A good deal less ink was spilled when, two weeks later, the claim was retracted. So far as I can determine, only the London Evening Standard and the Mirror reported this. Infertile readers of every other paper remain in ignorance that the hope held out to them has been withdrawn, at least temporarily.
The “sperm in a test-tube” was a classic example of the herd-like behaviour of the media when tempted by a juicy tale. The claim originated from a team led by Professor Karim Nayernia and was published in Stem Cells and Development, a journal that promises “instant online publication” within three days of acceptance. The paper reported success in persuading embryonic stem cells to undergo meiosis, the process in which the cell divides and halves its number of chromosomes to become a reproductive cell.

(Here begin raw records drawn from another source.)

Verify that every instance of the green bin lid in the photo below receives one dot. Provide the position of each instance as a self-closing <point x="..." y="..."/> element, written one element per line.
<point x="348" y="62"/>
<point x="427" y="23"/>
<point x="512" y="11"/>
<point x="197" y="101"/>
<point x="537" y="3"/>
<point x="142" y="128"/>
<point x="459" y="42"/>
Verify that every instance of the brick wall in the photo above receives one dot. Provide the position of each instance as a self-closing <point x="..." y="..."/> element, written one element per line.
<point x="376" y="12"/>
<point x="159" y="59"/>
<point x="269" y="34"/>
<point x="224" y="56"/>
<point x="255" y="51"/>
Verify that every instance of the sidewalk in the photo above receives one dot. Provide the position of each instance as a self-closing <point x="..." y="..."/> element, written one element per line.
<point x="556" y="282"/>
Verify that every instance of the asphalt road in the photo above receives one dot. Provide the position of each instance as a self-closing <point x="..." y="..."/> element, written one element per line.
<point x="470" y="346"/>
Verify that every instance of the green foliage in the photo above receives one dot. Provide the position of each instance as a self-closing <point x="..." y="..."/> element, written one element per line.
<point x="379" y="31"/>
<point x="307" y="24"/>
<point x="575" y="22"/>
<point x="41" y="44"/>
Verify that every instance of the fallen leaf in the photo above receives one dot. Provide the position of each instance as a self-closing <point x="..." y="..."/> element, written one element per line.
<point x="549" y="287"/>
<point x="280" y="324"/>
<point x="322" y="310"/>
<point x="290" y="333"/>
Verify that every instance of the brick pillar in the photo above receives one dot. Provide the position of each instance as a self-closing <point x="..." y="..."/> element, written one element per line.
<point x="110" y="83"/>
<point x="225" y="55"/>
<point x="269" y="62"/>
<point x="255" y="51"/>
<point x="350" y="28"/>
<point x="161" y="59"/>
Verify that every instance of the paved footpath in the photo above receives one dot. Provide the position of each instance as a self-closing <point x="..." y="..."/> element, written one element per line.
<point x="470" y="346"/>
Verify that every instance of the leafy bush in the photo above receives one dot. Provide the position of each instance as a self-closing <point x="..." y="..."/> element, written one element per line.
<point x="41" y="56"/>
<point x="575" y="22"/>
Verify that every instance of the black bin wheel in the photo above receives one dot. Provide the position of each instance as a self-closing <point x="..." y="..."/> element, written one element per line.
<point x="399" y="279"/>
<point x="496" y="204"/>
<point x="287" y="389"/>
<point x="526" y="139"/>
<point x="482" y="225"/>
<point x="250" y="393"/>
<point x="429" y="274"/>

In this case, haste got in the way of probity. A substantial chunk of the paper’s introduction had been lifted word for word from another paper, by another group, published in 2007.
Plagiarism is a serious and growing scientific crime, although the offence in this case was not extreme. The preamble but not the core of the paper had been cut and pasted, or so it is claimed. A junior member of the team, Dr Jae Ho Lee, got the blame. But the editor-in-chief of the journal, Graham Parker, still believed the proper thing to do was to retract the paper as soon as he was told of the offence.
By this time — such is the dizzying speed with which Stem Cells and Development goes about its business — a second version had been submitted with the offending paragraphs rewritten. But Professor Parker was unmoved. It remains unpublished.
The outcome is that neither version now exists for other researchers to read, which is a serious shame. Doubts had already been cast on the claims it made, principally by Dr Allen Pacey of the University of Sheffield, an expert on reproductive biology, who said the Newcastle lab’s products were too abnormal to be called sperm. But even if Dr Pacey is right, the Newcastle team had done something interesting. But what, exactly? Without the paper it is hard to tell.
Scientific fraud is increasing, and retractions have increased roughly tenfold in the past 20 years. Plagiarism is responsible for about a quarter of cases, and some journals now use special software to detect if authors have cheated in this way. But the numbers remain tiny — 95 retractions last year from 1.4 million papers published. Either scientists are very honest, or extremely hard to catch.
The episode probably tells us more about publishing than it does about science. Why the Newcastle team chose Stem Cells and Development, one of a stable of journals published by the US entrepreneur Mary Ann Liebert, is puzzling. It is possible the paper had been rejected by more prestigious journals. Maybe the journalists should have shown more scepticism: certainly, given the prominence of the original stories, the retraction deserved at least a mention.